Putting energy back into Spain’s renewables sector – Watson Farley Williams

A significant reduction in large public and infrastructure projects has helped reignite investor interest in Spain’s renewable energy sector

Recent legislative amendments may have led some investors to question their commitment to the renewables sector in Spain but significant interest remains in the right types of opportunities, say María Pilar García Guijarro and Ignacio Borrego, Partners at Watson Farley & Williams in Madrid.
“There is no doubt that the changes introduced last year to the tariff regime dictating the rates paid to energy producers, notably as they apply to the solar photovoltaic (PV) sector, have brought certain serious financial challenges to many projects. However we continue to see interesting investment opportunities in the primary and secondary market and operators continue to see growth potential in this and other areas of renewable energy production,” says García.
Spain is among the largest producers of solar power in Europe and its leading energy companies are now expanding and developing projects around the world. But the legislative changes introduced in December have raised questions about the commitment of the Government to the sector. The tariffs payable to new PV producers have been reduced by up to 45 percent, while further legislation at the end of 2010 retroactively limited the number of production hour subsidies for even existing PV plants.
The reduction in production hours equates to a revenue reduction of up to 30 percent of the sector trade body, Asociacion Empresarial Fotovoltaica (AEF) has stated.
“The tariff change has proved to be very contentious, several appeals are already filed before the Courts and others are pending. It seems that this change progressed through Parliament in part because of the persistent perception among many in the legislature that PV production has an impact on the tariff deficit. However, there are legal arguments against such retroactive changes,” says Borrego.
A further factor behind the legislative turnaround was the vast over supply of PV projects, he says. When the previous tariff change was introduced in 2007 the Government predicted the development of 350MW of PV production. By 2008 around 3,000MW was already under development.

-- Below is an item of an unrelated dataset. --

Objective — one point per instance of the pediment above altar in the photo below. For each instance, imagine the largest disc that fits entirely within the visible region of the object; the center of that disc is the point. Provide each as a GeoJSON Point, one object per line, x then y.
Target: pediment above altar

“There proved to be a significant lack of co-ordination between the central Government that set the tariffs and the regional Governments that encouraged the development of new production plants. At a national level no thorough tracking existed and there were also some uncertainties about the permitting process. The existence of robust permit due diligence has become of great importance, due to the inspections carried out by the Spanish central regulator.”
One further outcome of the changes has however been a greater diversification focus towards new and traditional areas of renewable production investment, says García. “We have seen an upturn in M&A activity among more sophisticated investors who are still looking at the PV sector – the most efficient PV plants remain attractive even with the tariff reductions – as well as at other renewables technologies, such as wind, biomass, and mini-hydro. Several wind tender processes are being carried out by Spanish regional authorities, simultaneously with significant sales of large renewables portfolios.”
Also, many thermal-solar projects may be testing grounds for new technologies. The reliability and consistency of solar thermal energy output means that major energy investors are placing importance on developing new projects.
“Thermal-solar plants may currently be more costly than PV, around €300m for a 50MW plant, but they are more efficient and have the ability to store energy which means they can feed excess production into the grid. This is a significant difference in efficiency relative to both PV and wind production,” she adds.
Protermosolar, the industry trade body, predicts that by 2013 Spain may have 60 operational thermal-solar plants producing a combined output of 2,500MW. Nonetheless there is pressure on the sector, cautions Borrego. Once registered, projects must begin operating within 36 months.
“Concerns remain over the potential for future tariff changes but there is now greater co-ordination between the regional and central authorities, while the size, scale and complexity of thermo-solar projects also act as brakes on over-production. It remains the domain of sophisticated operators and investors.”